Three towns down the road he pulled the Hyundai into a rented storage building. He emerged twenty minutes later in a late model Lexus convertible, trim, clean shaven, unscarred, his hair a short sandy brown. The micron-thick gloves, mask, and lip liners that had captured most of his DNA were nothing more than an oil blot now. The slate he’d used was a smoldering hunk of plastic. The clothes and fake hair and fake belly were gone, burned, replaced by expensive slacks and a linen shirt. Inside the garage, DNA-destroying enzyme fog was even now erasing any traces of him from the car and building. In the unlikely event that FBI or ERD ever traced the signal back, it would lead them to the diner. And from there to nowhere. Even if, somehow, they got to this garage, they would still be no closer to him.
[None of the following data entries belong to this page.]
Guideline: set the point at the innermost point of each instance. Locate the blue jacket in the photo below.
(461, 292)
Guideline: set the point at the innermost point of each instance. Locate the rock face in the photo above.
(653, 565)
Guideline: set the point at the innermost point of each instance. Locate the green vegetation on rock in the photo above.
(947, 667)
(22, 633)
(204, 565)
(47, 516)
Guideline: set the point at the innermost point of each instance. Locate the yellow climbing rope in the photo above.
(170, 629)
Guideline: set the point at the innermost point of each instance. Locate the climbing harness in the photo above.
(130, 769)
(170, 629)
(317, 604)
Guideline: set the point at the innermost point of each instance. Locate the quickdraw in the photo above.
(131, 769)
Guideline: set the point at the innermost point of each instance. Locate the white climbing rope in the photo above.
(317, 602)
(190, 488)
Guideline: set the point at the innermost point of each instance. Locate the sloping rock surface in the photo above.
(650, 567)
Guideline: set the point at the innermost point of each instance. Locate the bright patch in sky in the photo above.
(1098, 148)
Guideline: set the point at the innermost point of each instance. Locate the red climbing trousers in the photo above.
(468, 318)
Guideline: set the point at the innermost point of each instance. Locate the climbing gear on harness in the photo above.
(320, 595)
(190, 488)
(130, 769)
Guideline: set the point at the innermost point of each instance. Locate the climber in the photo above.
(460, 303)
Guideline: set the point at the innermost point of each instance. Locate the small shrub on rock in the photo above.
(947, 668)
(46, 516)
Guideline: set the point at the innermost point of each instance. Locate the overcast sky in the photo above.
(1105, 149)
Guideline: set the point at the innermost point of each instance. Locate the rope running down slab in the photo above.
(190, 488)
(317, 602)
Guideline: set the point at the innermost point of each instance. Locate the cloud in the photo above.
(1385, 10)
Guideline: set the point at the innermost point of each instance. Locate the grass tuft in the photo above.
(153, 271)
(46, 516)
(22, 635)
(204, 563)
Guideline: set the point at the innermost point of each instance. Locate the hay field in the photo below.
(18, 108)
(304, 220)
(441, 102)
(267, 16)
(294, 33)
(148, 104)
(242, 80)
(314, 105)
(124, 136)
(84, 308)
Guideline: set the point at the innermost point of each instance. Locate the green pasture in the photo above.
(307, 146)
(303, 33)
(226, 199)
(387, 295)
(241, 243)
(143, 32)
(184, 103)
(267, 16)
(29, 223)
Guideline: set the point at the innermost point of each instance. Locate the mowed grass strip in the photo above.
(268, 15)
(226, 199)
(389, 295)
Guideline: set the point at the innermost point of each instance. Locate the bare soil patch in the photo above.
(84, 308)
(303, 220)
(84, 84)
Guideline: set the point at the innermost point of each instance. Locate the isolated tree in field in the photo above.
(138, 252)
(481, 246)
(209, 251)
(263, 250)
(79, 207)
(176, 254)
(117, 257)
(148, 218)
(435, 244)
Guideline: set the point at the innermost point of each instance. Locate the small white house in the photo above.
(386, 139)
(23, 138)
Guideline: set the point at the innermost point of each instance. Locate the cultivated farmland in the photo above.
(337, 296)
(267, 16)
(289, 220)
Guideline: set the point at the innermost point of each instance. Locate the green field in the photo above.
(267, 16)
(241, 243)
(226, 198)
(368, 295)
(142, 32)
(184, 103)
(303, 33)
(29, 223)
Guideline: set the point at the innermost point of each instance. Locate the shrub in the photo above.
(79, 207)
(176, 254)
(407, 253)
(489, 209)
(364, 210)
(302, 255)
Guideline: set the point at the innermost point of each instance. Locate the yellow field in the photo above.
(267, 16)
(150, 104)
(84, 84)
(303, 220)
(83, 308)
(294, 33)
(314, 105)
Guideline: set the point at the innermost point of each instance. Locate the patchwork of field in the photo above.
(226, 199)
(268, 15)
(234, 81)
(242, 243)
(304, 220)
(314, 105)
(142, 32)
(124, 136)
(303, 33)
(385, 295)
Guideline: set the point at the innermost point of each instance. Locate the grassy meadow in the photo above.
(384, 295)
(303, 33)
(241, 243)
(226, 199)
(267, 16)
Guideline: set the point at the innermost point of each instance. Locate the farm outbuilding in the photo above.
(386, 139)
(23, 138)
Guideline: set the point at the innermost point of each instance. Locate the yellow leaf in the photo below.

Hiroshi and Ava and the Nigerian all reported just as clean.

Breece retracted the top on the Lexus. The sunshine bathed him in its warmth and brought a smile to his face. What an excellent day this was shaping up to be.

I teach you the overman, Nietzsche had written.

Oh yes, Breece thought. I am the overman. Man is something I will overcome.

He took manual control of the Lexus, put his foot down, and drove south in the brilliant morning sunshine, and towards the prep for the next mission.

The man code-named Zarathustra stared at his phone with cold dark eyes.

8

A GOOD LIFE

Mid October

Sam saw the news from the US from time to time. Stories of the Copenhagen Accords crumbling. Vietnam and Malaysia following Thailand out. India, a rising superpower, caught red-handed encouraging research into Nexus and other prohibited technologies inside its borders.